20- Ve Allah dedi: Sular canlı mahlûkların sürüler ile kaynaşsın, ve yerin üstünde, gökler kubbesinin yüzünde kuşlar uçsunlar. 21- Ve Allah büyük deniz canavarlarını, ve suların kendileriyle kaynaştığı cinslerine göre hareket eden her canlı mahlûku, ve cinsine göre her kanatlı kuşu yarattı; ve Allah iyi olduğunu gördü. 22- Ve Allah: Semereli olun, ve çoğalın, ve denizlerde suları doldurun, ve karada kuşlar çoğalsın, diyerek onları mubarek kıldı. 23- Ve akşam oldu ve sabah oldu, beşinci gün.
Hayvanların oluşumu bu devrede anlatılmaktadır. Sanki deniz canlıları, kuşlar ve kara hayvanlarının hepsi bu devrede oluşmuş gibi anlaşılmaktadır. Orijinal metinde bir tertip, sıralama var mıdır bilemiyoruz. Denizlerin, karaların ve göklerin değişik hayvanlarla doldurulduğu anlaşılmaktadır. Jeolojide ise, 4. jeolojik zaman, Memelilerin ortaya çıktığı devir olarak kabul edilmektedir. Üçüncü paragrafın başındaki iki cümle gibi, 6. paragrafın başındaki 24 ve 25. cümlelerin burada olması daha uygun görünüyor. Zira devrenin tamamlandığını belirten “ve Allah iyi olduğunu gördü” ibaresi orada geçmektedir. Ayrıca 6. paragrafın sonunda yine aynı ibare biraz daha pekiştirilerek, vurgulu biçimde son kez geçmektedir.

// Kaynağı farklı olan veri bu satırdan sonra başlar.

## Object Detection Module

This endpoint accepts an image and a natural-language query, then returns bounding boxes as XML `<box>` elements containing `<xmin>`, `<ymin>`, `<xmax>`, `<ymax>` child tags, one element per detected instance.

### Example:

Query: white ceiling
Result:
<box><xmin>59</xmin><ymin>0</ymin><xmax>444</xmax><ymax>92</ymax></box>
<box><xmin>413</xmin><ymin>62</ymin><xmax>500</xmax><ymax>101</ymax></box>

İnsan hariç, bilinen her tür canlının oluşmasıyla bu devre de sona erer. Buradaki anlatımda öyle görünüyor ki, omurgalıların ortaya çıkışı ile memelilerin ortaya çıkışı iki ayrı devre olarak kabul edilmemiş, ikisi birleştirilerek aynı devirde anlatılmış, buna karşılık altıncı devrede, yani 4. jeolojik zamanda sadece insanın ortaya çıkışı anlatılmıştır. İnsanın ortaya çıkışı başlı başına ayrı bir devreye yakışır doğrusu. İnsan yeryüzündeki tüm canlılardan farklı, biricik, özgün bir canlıdır. Biyolojik yapısı diğer canlılar gibi olsa da psikolojik ve sosyal yapısı sadece kendisine özgüdür. Demek ki Tevrat insanı müstakil bir devre olarak incelemektedir. Araştırılması gereken konu, bu devrenin; insansılarla mı, yoksa en son ve halen yaşayan modern insan “homo sapiens” ile mi başlamasıdır. Beşinci gün, beşinci devre budur.